The illegal smuggling network reportedly bribed lawyers to process forged residence permit applications before forcing the women to work at 10 brothels in Athens, four in Thessaloniki, two in Germany and one in Austria.

The skin trade industry is a money-spinning "business", digging up the third largest source of profits worldwide after the illicit sale of drugs and guns. The smugglers in Athens and Thessaloniki were reportedly making an estimated 2,000 euros a day.

In other related news, police in Athens arrested a retired Greek police officer and his Russian wife who allegedly ran a sex trafficking ring between the two countries. The Russian spouse reportedly used her friends and family in Russia to assist them in luring women and teenage girls to Greece under false pretences. Once in the country, the victims were reportedly locked up in an apartment in the Athens suburb of Ilioupoli, where they stayed during the day. At night, they were forced to prostitute themselves at a bar.

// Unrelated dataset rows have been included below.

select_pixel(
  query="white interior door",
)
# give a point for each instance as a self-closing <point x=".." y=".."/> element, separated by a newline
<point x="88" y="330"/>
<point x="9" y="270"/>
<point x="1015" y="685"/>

The majority of women trafficked to Greece for sexual exploitation are from former Eastern bloc countries. Many are brought here from Moldova, Europe's poorest country.

Women and young girls are lured to Greece under false pretences of a better life, a job as a waitress or a maid. They are stripped of their passports and held in debt bondage by their traffickers. They are sold and resold like cattle to brothel owners.

The International Organisation for Migration (IOM) estimates that 120,000 women and girls are trafficked into western Europe annually and forced into prostitution or other forms of sexual servitude.

Greece faces mounting international criticism for failing to protect the victims. According to Amnesty International, the London-based global human rights watchdog, migrant women and girls sold for thousands of euros each in Greece's lucrative skin trade industry receive little or no protection. The group reported earlier this year that human trafficking for forced prostitution in Greece has increased ten-fold in the last decade.

According to Amnesty International's report, published in June, the threat of deportation and the conditionality of protection are the two biggest drawbacks of Greece's policy towards trafficking victims.